Practices that want to engage in
Integrated Care in the future will do so through a phased approach. To begin with
they will enter a Phase 1 Demonstration Phase that will allow them to introduce
and test new processes and ways of working with the support of Surrey PCT and
without taking on budget risks. In Phase
2, practices will move to ‘PBC+’ where practices will rely heavily on
generating savings to cover their additional PBC+ related costs, and where
practices start taking on some of the care budget overspend risk in return for
the opportunity of retaining savings as profits. These principles would then be
extended to a fully capitated provider Integrated Care contract.
One
of the Keys to succeeding in Integrated Care will be for GP practices to take
on greater responsibility for the entire health care budget of their
population, Mr Bennett said. This could be achieved by providing GPs with the
professional support of an Integrated Care Organisation, which would have to
contribute management and analytical capabilities, scale for development of
services, as well as capital. The ICO
and the GP practices together would form an Integrated Care Provider.
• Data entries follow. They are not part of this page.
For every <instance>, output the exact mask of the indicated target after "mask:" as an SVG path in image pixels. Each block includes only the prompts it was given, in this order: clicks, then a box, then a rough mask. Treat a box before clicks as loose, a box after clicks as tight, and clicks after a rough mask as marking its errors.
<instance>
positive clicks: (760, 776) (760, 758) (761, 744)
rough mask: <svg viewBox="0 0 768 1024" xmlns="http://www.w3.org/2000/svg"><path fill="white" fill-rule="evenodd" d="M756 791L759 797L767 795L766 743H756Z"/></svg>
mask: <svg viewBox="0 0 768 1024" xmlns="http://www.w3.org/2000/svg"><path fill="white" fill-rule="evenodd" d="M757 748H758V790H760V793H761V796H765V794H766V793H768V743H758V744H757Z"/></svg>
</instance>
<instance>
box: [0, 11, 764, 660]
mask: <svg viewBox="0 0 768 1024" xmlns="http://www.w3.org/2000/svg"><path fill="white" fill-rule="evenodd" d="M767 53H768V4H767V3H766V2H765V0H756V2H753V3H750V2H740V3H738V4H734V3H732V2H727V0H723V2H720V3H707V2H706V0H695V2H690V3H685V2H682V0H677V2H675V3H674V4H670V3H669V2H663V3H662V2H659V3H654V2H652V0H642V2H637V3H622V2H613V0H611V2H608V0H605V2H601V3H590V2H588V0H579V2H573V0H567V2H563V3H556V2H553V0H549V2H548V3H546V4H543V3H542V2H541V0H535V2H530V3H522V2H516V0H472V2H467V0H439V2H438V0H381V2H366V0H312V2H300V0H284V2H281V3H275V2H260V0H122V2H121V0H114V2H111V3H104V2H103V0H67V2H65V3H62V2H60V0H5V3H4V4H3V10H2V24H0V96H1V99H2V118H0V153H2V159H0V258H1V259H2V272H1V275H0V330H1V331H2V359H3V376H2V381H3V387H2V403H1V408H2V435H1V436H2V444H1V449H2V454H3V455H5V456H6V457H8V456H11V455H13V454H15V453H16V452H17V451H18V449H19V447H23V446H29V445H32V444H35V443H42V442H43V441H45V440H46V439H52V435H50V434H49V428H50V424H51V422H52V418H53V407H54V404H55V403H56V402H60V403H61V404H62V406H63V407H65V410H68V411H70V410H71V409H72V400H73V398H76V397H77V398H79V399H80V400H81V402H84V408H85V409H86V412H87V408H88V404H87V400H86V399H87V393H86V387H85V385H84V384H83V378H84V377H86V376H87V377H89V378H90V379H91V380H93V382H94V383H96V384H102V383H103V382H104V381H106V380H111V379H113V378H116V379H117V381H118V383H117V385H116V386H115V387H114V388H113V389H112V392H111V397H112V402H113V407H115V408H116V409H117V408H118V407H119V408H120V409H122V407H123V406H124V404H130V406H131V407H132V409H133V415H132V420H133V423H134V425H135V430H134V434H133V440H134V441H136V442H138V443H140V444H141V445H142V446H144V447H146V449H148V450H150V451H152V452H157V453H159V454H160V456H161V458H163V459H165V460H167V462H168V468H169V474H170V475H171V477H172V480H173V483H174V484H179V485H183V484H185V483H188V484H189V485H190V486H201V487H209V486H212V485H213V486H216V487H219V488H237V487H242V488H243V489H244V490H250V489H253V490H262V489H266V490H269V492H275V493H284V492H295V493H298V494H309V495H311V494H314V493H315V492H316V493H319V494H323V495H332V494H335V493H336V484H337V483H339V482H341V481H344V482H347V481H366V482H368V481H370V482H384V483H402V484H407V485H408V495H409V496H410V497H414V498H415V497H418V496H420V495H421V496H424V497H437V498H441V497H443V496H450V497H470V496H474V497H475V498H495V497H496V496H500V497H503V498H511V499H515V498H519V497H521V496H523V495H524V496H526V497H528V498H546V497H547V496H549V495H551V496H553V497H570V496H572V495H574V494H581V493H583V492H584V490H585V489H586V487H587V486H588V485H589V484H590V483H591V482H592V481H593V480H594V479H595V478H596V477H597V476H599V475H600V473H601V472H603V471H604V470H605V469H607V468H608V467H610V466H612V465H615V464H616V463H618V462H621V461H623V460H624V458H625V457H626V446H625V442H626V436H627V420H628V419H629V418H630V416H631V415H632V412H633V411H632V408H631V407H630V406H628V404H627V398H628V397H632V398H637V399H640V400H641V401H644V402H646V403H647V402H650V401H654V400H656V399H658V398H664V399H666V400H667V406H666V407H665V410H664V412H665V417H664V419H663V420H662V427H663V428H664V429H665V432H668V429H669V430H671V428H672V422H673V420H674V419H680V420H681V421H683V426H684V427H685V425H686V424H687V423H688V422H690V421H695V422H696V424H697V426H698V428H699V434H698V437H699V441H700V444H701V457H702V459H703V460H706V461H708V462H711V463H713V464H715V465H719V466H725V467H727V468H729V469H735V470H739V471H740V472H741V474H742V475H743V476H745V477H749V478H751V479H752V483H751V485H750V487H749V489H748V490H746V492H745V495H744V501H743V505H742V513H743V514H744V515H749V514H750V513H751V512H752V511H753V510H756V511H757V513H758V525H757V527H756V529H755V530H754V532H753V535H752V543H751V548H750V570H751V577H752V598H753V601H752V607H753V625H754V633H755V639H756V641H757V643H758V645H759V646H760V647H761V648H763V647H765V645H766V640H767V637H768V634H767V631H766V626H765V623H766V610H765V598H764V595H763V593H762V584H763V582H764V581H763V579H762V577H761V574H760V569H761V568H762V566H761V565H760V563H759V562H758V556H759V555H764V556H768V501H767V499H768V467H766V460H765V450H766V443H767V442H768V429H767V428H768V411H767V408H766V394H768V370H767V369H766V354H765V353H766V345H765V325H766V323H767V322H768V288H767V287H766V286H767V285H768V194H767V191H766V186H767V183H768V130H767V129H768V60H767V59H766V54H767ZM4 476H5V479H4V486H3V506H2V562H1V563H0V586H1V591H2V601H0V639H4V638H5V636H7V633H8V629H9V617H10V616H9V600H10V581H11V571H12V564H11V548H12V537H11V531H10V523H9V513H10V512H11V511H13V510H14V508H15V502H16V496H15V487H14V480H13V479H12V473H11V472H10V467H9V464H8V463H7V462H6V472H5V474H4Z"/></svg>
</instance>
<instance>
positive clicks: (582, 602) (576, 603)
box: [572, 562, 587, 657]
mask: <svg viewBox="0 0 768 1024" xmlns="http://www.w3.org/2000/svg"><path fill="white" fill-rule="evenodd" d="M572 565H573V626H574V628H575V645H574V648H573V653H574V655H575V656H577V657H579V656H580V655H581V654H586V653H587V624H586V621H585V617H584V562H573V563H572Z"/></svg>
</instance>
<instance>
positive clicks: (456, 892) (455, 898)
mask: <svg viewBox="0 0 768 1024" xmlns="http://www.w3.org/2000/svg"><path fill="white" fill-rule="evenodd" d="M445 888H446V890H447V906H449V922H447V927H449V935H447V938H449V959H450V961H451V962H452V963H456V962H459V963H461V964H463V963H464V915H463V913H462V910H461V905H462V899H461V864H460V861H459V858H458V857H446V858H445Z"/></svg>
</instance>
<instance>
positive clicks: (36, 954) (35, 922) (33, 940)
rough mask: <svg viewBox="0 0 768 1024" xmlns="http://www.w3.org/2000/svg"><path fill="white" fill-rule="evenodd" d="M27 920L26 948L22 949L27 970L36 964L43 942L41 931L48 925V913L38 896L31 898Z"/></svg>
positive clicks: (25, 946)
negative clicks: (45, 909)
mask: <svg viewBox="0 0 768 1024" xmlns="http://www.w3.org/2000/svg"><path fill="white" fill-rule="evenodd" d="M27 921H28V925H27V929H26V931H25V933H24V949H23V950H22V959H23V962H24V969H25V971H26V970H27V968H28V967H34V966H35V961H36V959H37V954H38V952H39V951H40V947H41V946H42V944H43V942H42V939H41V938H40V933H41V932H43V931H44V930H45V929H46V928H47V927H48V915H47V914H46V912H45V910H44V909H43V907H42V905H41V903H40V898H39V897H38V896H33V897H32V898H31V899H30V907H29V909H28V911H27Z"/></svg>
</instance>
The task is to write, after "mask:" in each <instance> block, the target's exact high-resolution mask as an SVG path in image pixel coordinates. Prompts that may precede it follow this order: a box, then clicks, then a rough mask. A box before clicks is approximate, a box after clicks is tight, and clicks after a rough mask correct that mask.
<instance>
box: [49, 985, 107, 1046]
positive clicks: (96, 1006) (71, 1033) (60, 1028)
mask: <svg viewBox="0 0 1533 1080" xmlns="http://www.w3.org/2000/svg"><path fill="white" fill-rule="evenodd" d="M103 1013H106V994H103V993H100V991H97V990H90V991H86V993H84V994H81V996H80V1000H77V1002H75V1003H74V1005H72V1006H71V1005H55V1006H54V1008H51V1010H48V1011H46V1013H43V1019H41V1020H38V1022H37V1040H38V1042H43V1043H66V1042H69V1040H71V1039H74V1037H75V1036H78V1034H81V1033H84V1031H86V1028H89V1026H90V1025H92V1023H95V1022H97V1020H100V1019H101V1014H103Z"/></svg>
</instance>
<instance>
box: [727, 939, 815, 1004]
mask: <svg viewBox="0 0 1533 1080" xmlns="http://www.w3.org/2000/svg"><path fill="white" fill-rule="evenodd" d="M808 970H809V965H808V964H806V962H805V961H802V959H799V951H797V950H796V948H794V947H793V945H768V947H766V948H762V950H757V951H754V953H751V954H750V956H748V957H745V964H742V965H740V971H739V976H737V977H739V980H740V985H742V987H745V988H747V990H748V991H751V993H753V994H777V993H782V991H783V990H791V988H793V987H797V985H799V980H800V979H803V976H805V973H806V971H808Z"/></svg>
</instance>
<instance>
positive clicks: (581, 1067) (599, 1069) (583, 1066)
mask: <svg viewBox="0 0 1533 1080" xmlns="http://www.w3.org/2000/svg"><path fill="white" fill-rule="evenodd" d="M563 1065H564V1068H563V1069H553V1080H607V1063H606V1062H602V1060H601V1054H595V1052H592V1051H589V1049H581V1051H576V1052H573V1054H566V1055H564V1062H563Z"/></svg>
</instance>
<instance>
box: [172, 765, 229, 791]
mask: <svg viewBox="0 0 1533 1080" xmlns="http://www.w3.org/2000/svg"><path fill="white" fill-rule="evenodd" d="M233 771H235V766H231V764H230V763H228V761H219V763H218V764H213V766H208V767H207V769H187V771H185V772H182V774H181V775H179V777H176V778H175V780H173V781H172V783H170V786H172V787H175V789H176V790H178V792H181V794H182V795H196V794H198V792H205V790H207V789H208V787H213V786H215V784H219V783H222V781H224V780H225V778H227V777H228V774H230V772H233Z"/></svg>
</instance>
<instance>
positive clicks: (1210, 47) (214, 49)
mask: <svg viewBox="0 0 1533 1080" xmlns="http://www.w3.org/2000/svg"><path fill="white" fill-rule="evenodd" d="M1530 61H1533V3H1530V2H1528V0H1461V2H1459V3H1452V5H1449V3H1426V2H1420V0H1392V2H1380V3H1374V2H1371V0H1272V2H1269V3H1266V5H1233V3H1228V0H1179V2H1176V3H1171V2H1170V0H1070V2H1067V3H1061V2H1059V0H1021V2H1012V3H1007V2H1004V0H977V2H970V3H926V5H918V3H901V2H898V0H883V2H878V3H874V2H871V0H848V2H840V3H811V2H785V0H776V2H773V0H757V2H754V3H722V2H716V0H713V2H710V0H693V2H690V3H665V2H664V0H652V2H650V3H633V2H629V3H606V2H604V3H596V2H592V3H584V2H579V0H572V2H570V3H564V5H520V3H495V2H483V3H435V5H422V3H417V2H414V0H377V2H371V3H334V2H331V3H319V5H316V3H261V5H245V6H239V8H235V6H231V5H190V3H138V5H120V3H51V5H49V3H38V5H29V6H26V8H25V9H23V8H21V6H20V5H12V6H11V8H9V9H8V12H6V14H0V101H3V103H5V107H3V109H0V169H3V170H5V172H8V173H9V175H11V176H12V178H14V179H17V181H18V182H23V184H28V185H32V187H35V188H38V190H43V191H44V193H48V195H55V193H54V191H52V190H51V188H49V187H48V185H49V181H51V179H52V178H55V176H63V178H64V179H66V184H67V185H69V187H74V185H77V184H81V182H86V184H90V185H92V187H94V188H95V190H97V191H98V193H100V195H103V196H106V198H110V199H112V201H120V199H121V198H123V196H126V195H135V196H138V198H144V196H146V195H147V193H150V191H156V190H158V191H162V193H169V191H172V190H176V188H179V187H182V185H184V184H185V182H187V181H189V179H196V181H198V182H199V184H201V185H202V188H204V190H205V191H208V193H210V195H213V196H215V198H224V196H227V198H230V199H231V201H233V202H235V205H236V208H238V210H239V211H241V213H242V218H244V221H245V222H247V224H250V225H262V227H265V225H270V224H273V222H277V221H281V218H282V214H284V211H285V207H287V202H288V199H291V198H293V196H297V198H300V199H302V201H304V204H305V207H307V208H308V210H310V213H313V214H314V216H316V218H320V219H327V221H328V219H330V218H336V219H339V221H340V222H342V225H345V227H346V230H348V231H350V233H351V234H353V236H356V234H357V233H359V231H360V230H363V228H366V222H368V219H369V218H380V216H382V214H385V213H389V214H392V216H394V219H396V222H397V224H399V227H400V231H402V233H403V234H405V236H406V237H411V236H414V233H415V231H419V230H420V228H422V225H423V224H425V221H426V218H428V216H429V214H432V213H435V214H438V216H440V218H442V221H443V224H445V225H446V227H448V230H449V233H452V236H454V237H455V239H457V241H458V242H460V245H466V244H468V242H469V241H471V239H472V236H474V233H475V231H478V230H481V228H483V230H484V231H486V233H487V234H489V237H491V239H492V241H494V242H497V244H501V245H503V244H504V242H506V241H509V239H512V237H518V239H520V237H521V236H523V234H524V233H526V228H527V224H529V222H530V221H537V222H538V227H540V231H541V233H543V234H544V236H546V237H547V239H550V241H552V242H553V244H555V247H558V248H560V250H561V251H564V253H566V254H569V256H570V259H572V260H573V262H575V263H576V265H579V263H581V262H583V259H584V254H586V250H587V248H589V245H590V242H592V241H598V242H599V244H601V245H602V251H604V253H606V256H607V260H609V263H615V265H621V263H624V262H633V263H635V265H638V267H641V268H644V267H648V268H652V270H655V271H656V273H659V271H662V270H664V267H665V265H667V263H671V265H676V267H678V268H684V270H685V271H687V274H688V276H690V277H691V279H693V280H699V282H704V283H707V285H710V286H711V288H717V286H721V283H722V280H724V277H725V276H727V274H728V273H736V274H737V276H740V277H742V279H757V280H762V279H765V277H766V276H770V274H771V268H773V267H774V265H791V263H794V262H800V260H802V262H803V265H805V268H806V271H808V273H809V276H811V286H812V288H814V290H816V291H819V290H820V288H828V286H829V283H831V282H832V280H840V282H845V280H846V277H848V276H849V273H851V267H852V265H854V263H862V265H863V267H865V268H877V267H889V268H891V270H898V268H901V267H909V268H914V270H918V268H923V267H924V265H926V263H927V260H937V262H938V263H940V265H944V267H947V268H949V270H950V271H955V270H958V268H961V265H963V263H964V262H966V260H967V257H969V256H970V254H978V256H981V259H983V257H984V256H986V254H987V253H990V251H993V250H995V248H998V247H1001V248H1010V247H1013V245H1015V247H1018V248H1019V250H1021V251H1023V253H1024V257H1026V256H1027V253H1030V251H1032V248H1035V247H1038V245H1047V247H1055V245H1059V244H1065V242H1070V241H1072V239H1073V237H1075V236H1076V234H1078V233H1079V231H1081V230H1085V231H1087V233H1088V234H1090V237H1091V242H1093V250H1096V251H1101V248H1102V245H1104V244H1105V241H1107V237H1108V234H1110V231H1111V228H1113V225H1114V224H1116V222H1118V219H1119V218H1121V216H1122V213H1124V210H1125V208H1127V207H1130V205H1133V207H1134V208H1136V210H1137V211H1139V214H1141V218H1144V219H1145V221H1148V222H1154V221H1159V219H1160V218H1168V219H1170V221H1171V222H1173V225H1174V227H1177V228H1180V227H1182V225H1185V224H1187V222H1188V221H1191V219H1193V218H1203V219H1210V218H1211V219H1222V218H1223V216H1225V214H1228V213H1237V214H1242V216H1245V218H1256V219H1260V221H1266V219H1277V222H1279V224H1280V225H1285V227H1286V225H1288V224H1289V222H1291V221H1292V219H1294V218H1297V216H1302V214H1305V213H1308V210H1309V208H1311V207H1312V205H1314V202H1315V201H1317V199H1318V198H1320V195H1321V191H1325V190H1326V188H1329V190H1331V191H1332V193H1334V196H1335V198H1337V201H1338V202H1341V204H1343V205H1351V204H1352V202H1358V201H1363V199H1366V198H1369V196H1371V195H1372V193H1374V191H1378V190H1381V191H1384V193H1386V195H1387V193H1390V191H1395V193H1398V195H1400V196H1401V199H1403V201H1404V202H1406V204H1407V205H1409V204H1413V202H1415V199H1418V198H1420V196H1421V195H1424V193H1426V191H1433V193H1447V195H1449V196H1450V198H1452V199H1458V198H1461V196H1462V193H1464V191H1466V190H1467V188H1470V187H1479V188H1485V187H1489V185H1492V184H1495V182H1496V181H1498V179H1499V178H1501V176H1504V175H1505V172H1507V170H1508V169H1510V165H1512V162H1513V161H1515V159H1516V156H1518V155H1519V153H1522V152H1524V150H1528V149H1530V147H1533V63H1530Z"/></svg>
The PCT is going down the integrated care route in a bid to:
- Improve patient
care, making it better and more cost effective. In producing these
positive results the Pilots have to create efficiency gains that will
compensate Surrey PCT for the cost of the Pilots.
·
Test and refine the
specifications of Integrated Care to enable Surrey PCT, after the successful
conclusion of the Pilots, to commission ongoing Integrated Care services in an
open and transparent procurement process.
The specifications need to:
·
Be fit for purpose in the context
of the local health economy in Surrey
·
Result from extensive patient
engagement and involvement in the development of Integrated Care
·
Demonstrate clear benefits for
the population, patients and carers of Surrey and for Surrey PCT
·
Be attractive enough for
Integrated Care Organisations to create a pluralistic local market for
Integrated Care services in Surrey
·
Encourage more GP practices to
take on greater responsibility for the entire health budget of their patient
population, while improving health outcomes.
Integrated Care Pilots are expected to involve PBC and collaborate also
closely with those practices not directly participating in the Pilot in order
to avoid destabilising PBC efforts, said Mr Bennett.